What really is EOF for binary files? Condition? Character?

Thokchom picture Thokchom · May 21, 2013 · Viewed 23.7k times · Source

I have managed this far with the knowledge that EOF is a special character inserted automatically at the end of a text file to indicate its end. But I now feel the need for some more clarification on this. I checked on Google and the Wikipedia page for EOF but they couldn't answer the following, and there are no exact Stack Overflow links for this either. So please help me on this:

  • My book says that binary mode files keep track of the end of file from the number of characters present in the directory entry of the file. (In contrast to text files which have a special EOF character to mark the end). So what is the story of EOF in context of binary files? I am confused because in the following program I successfully use !=EOF comparison while reading from an .exe file in binary mode:

     #include<stdio.h>
     #include<stdlib.h>
    
     int main()
     {
    
      int ch;   
      FILE *fp1,*fp2;
    
      fp1=fopen("source.exe","rb");
      fp2=fopen("dest.exe","wb");
    
      if(fp1==NULL||fp2==NULL)
      {
      printf("Error opening files");
      exit(-1);
      }
    
      while((ch=getc(fp1))!=EOF)
      putc(ch,fp2);
    
      fclose(fp1);
      fclose(fp2);
    
      }
    
  • Is EOF a special "character" at all? Or is it a condition as Wikipedia says, a condition where the computer knows when to return a particular value like -1 (EOF on my computer)? Example of such "condition" being when a character-reading function finishes reading all characters present, or when character/string I/O functions encounter an error in reading/writing?

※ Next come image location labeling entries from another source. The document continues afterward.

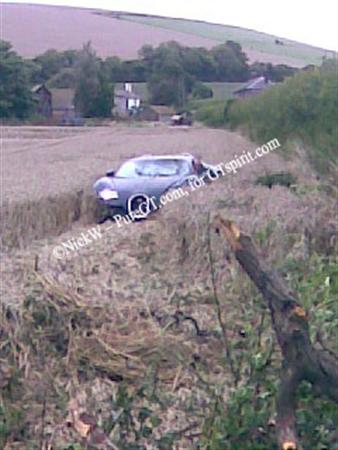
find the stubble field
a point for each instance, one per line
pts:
(134, 314)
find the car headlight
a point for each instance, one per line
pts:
(108, 194)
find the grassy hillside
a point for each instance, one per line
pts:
(33, 29)
(259, 46)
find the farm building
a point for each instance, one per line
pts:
(254, 87)
(43, 99)
(63, 102)
(164, 112)
(126, 101)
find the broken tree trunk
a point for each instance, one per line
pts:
(301, 360)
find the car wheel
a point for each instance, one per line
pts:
(139, 207)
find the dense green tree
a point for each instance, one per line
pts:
(94, 93)
(52, 62)
(231, 62)
(15, 95)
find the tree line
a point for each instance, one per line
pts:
(172, 72)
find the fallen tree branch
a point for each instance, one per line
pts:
(301, 361)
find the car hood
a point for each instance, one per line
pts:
(141, 184)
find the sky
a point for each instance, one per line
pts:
(312, 22)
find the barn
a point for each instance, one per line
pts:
(43, 99)
(254, 87)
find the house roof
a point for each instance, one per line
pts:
(126, 94)
(35, 89)
(163, 109)
(256, 84)
(63, 98)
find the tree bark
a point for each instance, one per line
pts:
(301, 360)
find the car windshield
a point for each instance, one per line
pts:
(153, 168)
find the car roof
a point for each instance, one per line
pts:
(183, 156)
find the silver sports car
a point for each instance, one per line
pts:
(143, 178)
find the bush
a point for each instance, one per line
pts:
(211, 113)
(201, 91)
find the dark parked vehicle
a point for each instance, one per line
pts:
(140, 179)
(182, 118)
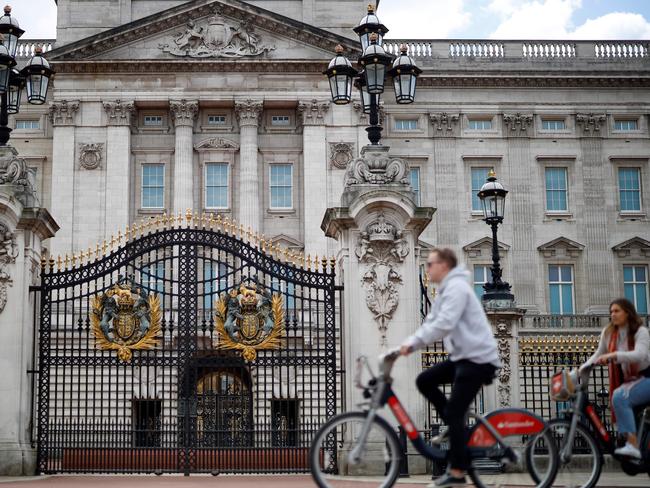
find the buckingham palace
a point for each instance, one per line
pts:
(165, 115)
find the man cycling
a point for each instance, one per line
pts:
(457, 317)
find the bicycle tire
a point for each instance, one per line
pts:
(391, 438)
(583, 432)
(547, 482)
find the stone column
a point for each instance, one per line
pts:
(314, 149)
(62, 115)
(593, 225)
(118, 166)
(377, 226)
(248, 114)
(23, 227)
(504, 392)
(183, 113)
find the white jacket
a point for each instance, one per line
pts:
(457, 317)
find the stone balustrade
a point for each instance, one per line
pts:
(523, 50)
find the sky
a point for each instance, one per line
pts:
(456, 19)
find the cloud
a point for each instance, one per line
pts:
(552, 19)
(417, 19)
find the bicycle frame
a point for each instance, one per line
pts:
(484, 434)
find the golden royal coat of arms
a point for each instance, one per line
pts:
(124, 319)
(249, 320)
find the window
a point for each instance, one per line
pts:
(626, 125)
(34, 124)
(560, 281)
(153, 185)
(281, 186)
(556, 190)
(635, 283)
(215, 276)
(482, 275)
(414, 177)
(280, 120)
(153, 120)
(216, 120)
(479, 124)
(406, 124)
(216, 185)
(153, 277)
(553, 124)
(629, 186)
(479, 177)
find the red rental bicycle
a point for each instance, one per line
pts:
(583, 439)
(362, 445)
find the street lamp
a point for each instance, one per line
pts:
(370, 80)
(493, 200)
(35, 76)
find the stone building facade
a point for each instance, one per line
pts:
(221, 106)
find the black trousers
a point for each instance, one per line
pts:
(466, 378)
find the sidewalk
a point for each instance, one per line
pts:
(607, 480)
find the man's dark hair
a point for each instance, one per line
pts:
(447, 256)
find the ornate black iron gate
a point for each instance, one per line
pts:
(192, 347)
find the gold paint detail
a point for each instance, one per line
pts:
(125, 319)
(248, 320)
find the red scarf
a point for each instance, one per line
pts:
(615, 370)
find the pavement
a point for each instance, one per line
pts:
(607, 480)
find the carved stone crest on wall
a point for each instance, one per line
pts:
(341, 153)
(382, 248)
(90, 155)
(218, 38)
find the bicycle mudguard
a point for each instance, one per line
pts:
(506, 421)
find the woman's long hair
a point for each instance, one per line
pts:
(633, 320)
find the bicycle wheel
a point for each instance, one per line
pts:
(537, 462)
(583, 469)
(330, 456)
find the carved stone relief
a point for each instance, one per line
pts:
(341, 153)
(216, 38)
(590, 123)
(381, 247)
(8, 254)
(90, 155)
(375, 166)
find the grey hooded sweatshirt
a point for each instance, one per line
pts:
(457, 317)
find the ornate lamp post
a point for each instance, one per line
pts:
(493, 199)
(35, 76)
(376, 66)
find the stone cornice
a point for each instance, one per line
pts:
(183, 112)
(119, 113)
(249, 111)
(179, 16)
(313, 111)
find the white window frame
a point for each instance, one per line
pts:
(559, 282)
(566, 190)
(205, 186)
(634, 283)
(271, 186)
(142, 186)
(640, 190)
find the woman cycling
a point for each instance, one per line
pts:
(625, 347)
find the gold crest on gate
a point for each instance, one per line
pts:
(125, 318)
(249, 320)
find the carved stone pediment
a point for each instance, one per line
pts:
(561, 247)
(216, 143)
(202, 30)
(483, 248)
(635, 247)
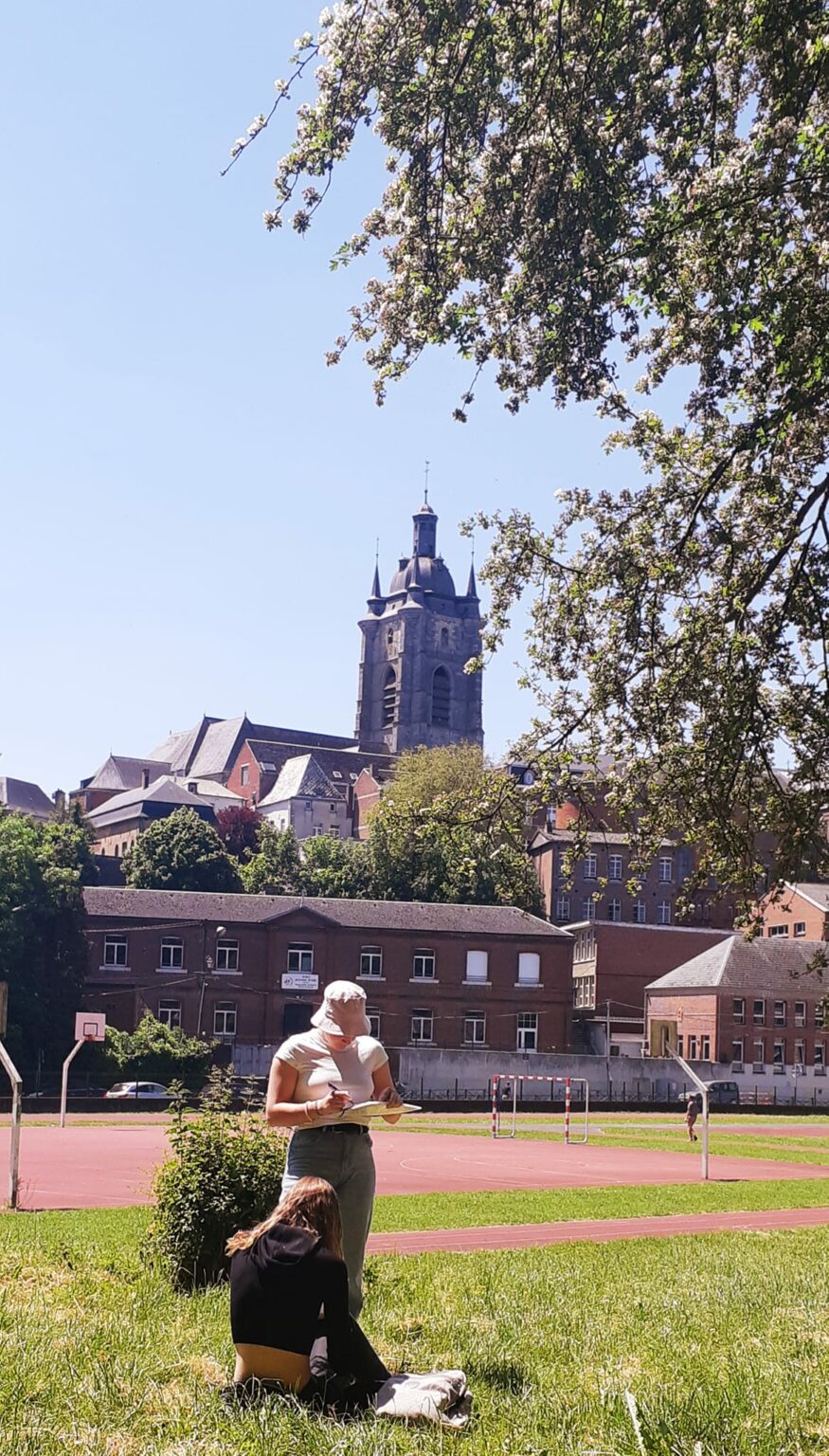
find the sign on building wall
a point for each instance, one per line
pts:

    Interestingly, the Stack Overflow tag for EOF blended both those definitions of the EOF. The tag for EOF said "In programming realm, EOF is a sequence of byte (or a chacracter) which indicates that there are no more contents after this.", while it also said in the "about" section that "End of file (commonly abbreviated EOF) is a condition in a computer operating system where no more data can be read from a data source. The data source is usually called a file or stream."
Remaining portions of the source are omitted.